I don't know what question you're asking, but here goes.
Should you use PL/SQL like this?
Well, you can if and only if you know that the select statement can return exactly one row; alternatively, you need error handling for the TOO_MANY_ROWS and NO_DATA_FOUND exceptions which would be raised otherwise.
When using explicit cursors (i.e., the CURSOR keyword), there are several operations against it which control its behavior.
CURSOR L1 IS
SELECT fieldone FROM tbl_one ;
FETCH L1 into myvar;
CURSOR L1... is the cursor's declaration. It's nothing more than binding the static SQL statement, and all the PL/SQL engine does is check that the SQL is syntactically and contextually valid - are there missing clauses? Can this user SELECT from this table?
OPEN L1 opens the cursor, establishing the exact point in the history of the system which the results will reflect. Any subsequent FETCHes against that cursor will reflect the data as of that precise point.

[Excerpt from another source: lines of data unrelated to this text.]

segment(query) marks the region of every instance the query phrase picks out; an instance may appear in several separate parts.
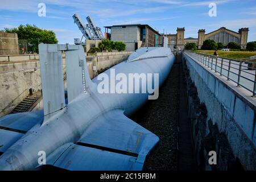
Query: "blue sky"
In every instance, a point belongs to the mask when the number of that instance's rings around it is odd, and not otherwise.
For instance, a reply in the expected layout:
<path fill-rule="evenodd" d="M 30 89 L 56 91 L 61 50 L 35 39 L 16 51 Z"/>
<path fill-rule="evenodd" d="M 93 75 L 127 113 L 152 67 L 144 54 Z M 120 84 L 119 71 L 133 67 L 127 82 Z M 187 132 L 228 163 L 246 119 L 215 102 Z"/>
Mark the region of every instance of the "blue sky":
<path fill-rule="evenodd" d="M 208 6 L 217 5 L 217 16 L 210 17 Z M 46 5 L 46 16 L 38 15 L 38 3 Z M 163 32 L 175 34 L 177 27 L 185 27 L 185 38 L 197 37 L 199 29 L 209 32 L 225 27 L 238 31 L 249 27 L 248 41 L 256 41 L 256 1 L 188 0 L 1 0 L 0 30 L 20 24 L 35 24 L 53 30 L 59 43 L 73 43 L 81 33 L 72 16 L 79 13 L 86 22 L 90 15 L 97 26 L 145 23 Z"/>

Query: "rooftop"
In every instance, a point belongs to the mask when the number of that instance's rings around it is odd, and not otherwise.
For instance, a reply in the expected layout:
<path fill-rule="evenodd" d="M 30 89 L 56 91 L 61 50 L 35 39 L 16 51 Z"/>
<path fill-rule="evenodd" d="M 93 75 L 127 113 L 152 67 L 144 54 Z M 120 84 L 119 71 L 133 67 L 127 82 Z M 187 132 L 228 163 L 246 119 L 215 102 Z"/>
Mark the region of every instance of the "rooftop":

FETCH L1... actually returns the first/next row of that result set, whatever it is, into the variables you've specified. It could be a record declared, or it could be list of variables.
CLOSE L1... frees any resources your cursor has open; for example, insert/update/delete operations that affect the records generate undo that your user session has a declared read interest in, so that undo can't be freed or reused until you've closed your cursor.